Have a look at the sudo command's manual page, by running the command:
man sudo
In that we can read this:
-H The -H (HOME) option option sets the HOME environment
variable to the home directory of the target user (root by
default) as specified by the password database. The
default handling of the HOME environment variable depends
on sudoers(5) settings. By default, sudo will set HOME if
env_reset or always_set_home are set, or if set_home is
set and the -s option is specified on the command line.
So the message is a reasonable suggestion, and it is suggesting that you run
this command:
sudo -H python3 -m pip install pytest
Regarding the other messages:
Requirement already satisfied: pytest in
/Library/Frameworks/Python.framework/Versions/3.6/lib/python3.6/site-packages
Requirement already satisfied: setuptools in
/Library/Frameworks/Python.framework/Versions/3.6/lib/python3.6/site-packages
(from pytest)
Requirement already satisfied: pluggy<0.7,>=0.5 in
/Library/Frameworks/Python.framework/Versions/3.6/lib/python3.6/site-packages (from
pytest)
Requirement already satisfied: atomicwrites>=1.0 in
/Library/Frameworks/Python.framework/Versions/3.6/lib/python3.6/site-packages
(from pytest)
Requirement already satisfied: more-itertools>=4.0.0 in
/Library/Frameworks/Python.framework/Versions/3.6/lib/python3.6/site-packages
(from pytest)
Requirement already satisfied: six>=1.10.0 in
/Library/Frameworks/Python.framework/Versions/3.6/lib/python3.6/site-packages
(from pytest)
Requirement already satisfied: py>=1.5.0 in
/Library/Frameworks/Python.framework/Versions/3.6/lib/python3.6/site-packages
(from pytest)
Requirement already satisfied: attrs>=17.4.0 in
/Library/Frameworks/Python.framework/Versions/3.6/lib/python3.6/site-packages
(from pytest)
This is all fine - it is just saying that various prerequisites are already
there.
You are using pip version 9.0.1, however version 10.0.1 is available.
You should consider upgrading via the 'pip install --upgrade pip' command.
This is just a suggestion to upgrade pip. Since you're running pip from
Python's "pip" builtin module this effectively suggests upgrading your Python 3
install. Not important or urgent.
So I'm stuck again. I thought "sudo" was supposed to take care of permissions.
Do you have a suggestion?
Sudo isn't magic, and treating it like magic is very common, which is one
reason I discourage unthinking use of it.
Sudo exists to let your run specific commands as root, the system superuser.

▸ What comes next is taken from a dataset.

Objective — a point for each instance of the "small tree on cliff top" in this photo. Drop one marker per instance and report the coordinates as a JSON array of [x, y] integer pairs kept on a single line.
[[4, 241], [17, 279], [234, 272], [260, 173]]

(It also has modes to run as other users, but root is the default and also the
most dangerous.)
When you use sudo you have almost unlimited power to change things. This is
handy for installation activities, and also handy for doing unbound damage to
the OS install.
I still recommend that you avoid sudo here and use pip's --user option,
installing the packages in your personal Python tree. It will work just as well
for almost every purpose and avoid risk to your machine's OS.